Unlike some domestic dogs who are not properly cared for, any GBGB licensed racing greyhound who sustains an injury is assured of receiving the very best veterinary treatment. Should an injury occur the attending veterinary surgeon will provide rapid treatment, usually within a matter of seconds.
Fortunately, most injuries are minor, such as scrapes, sprains and muscle strains and with appropriate treatment and rest these greyhounds recover quickly and completely.
Occasionally such an injury is serious and the attending veterinary surgeon must make an informed decision as to what exactly the injury is, whether it can be successfully repaired and which treatment option is in the best interests of the greyhound’s welfare and long-term quality of life. Sometimes based on this professional assessment, humane euthanasia is deemed to be in the best welfare interests of the dog.
Before a decision is made to put a dog to sleep it is essential that consultation takes place, wherever possible, with the individual or individuals who have full knowledge of the dog concerned. This may be the owner and/or trainer of that dog. This decision is based on welfare grounds and involves, in part, consideration of the greyhound’s current and potential quality of life, its degree of suffering and likelihood that this can be alleviated without causing further, undue suffering.

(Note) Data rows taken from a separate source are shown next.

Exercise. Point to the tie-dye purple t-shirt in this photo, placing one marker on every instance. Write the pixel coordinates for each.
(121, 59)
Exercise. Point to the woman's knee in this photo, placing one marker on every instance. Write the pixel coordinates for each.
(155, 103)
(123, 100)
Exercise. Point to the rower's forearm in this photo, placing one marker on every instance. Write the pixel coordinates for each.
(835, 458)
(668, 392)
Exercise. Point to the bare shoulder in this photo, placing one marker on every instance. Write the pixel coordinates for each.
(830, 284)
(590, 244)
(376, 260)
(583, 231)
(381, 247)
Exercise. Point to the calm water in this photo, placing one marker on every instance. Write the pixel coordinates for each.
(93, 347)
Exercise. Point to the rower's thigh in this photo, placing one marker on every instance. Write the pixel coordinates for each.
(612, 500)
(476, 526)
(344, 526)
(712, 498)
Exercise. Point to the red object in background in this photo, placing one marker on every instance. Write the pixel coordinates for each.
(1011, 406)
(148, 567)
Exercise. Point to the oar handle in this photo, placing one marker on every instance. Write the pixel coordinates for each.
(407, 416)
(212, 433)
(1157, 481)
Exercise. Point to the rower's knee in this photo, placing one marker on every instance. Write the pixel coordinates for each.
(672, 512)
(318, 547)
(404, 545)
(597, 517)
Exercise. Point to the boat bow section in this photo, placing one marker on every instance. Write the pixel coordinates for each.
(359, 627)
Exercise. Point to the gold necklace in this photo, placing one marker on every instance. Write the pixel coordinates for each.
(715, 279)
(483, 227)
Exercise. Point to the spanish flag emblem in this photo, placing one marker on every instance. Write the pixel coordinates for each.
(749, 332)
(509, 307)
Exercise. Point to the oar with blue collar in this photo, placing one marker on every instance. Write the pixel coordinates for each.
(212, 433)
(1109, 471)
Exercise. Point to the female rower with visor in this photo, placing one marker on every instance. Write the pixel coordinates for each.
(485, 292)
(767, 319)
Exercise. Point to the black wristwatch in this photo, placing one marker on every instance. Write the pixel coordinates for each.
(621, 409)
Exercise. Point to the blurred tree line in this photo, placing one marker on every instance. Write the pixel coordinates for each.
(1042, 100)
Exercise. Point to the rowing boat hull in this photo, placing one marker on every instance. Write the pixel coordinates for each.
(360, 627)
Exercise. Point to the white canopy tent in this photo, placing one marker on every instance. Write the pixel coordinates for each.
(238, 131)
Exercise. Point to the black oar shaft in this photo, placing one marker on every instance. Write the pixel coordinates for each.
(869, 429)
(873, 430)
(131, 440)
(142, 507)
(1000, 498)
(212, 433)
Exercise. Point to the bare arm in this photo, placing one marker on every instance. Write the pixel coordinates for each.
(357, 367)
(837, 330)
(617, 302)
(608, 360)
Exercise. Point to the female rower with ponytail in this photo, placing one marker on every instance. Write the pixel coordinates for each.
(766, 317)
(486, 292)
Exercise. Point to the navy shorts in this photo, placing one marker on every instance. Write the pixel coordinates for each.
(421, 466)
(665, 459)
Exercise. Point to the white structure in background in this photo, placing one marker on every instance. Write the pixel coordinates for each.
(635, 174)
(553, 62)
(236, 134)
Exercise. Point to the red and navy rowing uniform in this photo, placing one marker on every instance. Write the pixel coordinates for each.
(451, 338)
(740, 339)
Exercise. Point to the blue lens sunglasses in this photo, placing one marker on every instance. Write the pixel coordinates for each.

While most injuries are treatable, such as non-displaced fractures, with no future risk to form or function, complex open fractures do occur and occasionally when a bone breaks it can shatter. If this can be repaired it may result in deformity or loss of function which threatens theprospect for long term quality of life and a pain-free future. It is in this situation that a veterinary surgeon has to take the difficult decision and recommend euthanasia.
Sometimes the decision to put a dog to sleep is because the veterinary costs involved in treating the injury are simply unaffordable. This is a problem faced by domestic pet owners across the country. The GBGB believes that every racing greyhound that can be rehabilitated and homed should be, and if everyone that benefits financially from the sport met their responsibilities and contributed fairly, then this aspiration could become a reality.
For the owner, trainer and trainer’s staff, the decision to have a dog put to sleep means not only losing an animal they have raised, trained and cared for but also one they have developed a strong bond with, it is not a decision made lightly but as any dog lover who has been through this can understand it is always made with the dog’s best interest at heart. It is always hard to see grown men reduced to tears as they agree to have their dog put to sleep.
The Greyhound Board takes its responsibility for greyhound welfare very seriously and constantly reviews injury data. All injuries and fatalities that occur on the racecourse are recorded by a veterinary surgeon and entered into a central database which is constantly monitored. The data enables the GBGB Welfare Department to assess any situations where injury or fatality levels increase and advise accordingly.
The injury rate in racing will never be zero; any dog – pet or otherwise – will always sustain injuries. GBGB, however, is determined to decrease injury rates so that every greyhound that races at one of our stadiums is at the lowest possible risk and that no injury occurs at a GBGB track that could have sensibly been prevented.